US 12,189,719 B1
Automatic benchmarking of labeling tasks
Nathaniel John Herman, San Francisco, CA (US); Akshat Bubna, San Francisco, CA (US); Alexandr Wang, San Francisco, CA (US); Shariq Shahab Hashme, San Francisco, CA (US); Samuel J. Clearman, San Francisco, CA (US); Liren Tu, Danville, CA (US); Jeffrey Zhihong Li, San Francisco, CA (US); and James Lennon, San Francisco, CA (US)
Assigned to Scale AI, Inc., San Francisco, CA (US)
Filed by Scale AI, Inc., San Francisco, CA (US)
Filed on Jan. 6, 2022, as Appl. No. 17/570,063.
Application 17/570,063 is a continuation of application No. 16/730,840, filed on Dec. 30, 2019, granted, now 11,308,364.
Int. Cl. G06F 18/21 (2023.01); G06F 18/2115 (2023.01); G06F 18/214 (2023.01); G06F 18/2433 (2023.01); G06N 20/20 (2019.01)
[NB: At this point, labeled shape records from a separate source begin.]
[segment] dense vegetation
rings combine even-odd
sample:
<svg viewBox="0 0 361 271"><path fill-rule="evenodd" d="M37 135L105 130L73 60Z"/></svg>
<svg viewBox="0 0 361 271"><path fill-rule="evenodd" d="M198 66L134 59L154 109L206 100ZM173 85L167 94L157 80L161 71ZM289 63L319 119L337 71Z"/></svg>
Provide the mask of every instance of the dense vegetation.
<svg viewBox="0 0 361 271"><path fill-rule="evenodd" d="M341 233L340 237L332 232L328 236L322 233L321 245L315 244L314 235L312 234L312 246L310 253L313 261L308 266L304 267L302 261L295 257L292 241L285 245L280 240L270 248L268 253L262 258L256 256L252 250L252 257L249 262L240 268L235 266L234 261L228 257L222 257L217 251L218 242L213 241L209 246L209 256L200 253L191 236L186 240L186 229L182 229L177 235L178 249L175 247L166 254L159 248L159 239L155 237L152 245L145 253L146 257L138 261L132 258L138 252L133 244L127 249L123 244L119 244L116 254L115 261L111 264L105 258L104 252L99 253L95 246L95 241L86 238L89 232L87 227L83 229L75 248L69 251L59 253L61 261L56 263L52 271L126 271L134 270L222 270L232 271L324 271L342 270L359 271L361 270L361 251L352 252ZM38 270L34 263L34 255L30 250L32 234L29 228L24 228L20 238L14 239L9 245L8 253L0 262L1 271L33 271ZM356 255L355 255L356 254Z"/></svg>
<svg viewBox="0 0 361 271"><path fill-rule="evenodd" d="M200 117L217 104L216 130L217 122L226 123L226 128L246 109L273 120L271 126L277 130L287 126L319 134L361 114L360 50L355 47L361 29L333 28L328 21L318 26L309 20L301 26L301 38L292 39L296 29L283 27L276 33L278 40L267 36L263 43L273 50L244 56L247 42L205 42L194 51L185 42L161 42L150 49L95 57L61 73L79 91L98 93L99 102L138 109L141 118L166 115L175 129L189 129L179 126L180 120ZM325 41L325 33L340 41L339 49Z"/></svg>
CPC G06F 18/2178 (2023.01) [G06F 18/2115 (2023.01); G06F 18/2148 (2023.01); G06F 18/2433 (2023.01); G06N 20/20 (2019.01)] 20 Claims
OG exemplary drawing
 
1. A computer-implemented method for evaluating labeled data, comprising:
selecting, based on a distribution of label values included in a set of labels for a data sample, a subset of at least two different labels, wherein each label of the subset is selected based on a corresponding label value that is a non-outlier in the distribution of label values, and wherein the subset of the at least two different labels is further selected based on high consensus among a first group of users with labeling performance that exceeds a threshold and low consensus among a second group of users with labeling performance that falls below the threshold;
receiving an additional label for the data sample;
determining a benchmark for the data sample based on the subset of the at least two different labels;
generating, based on one or more comparisons of the additional label with the benchmark, a benchmark score for the additional label; and
generating a set of performance metrics for labeling the data sample based on the benchmark score.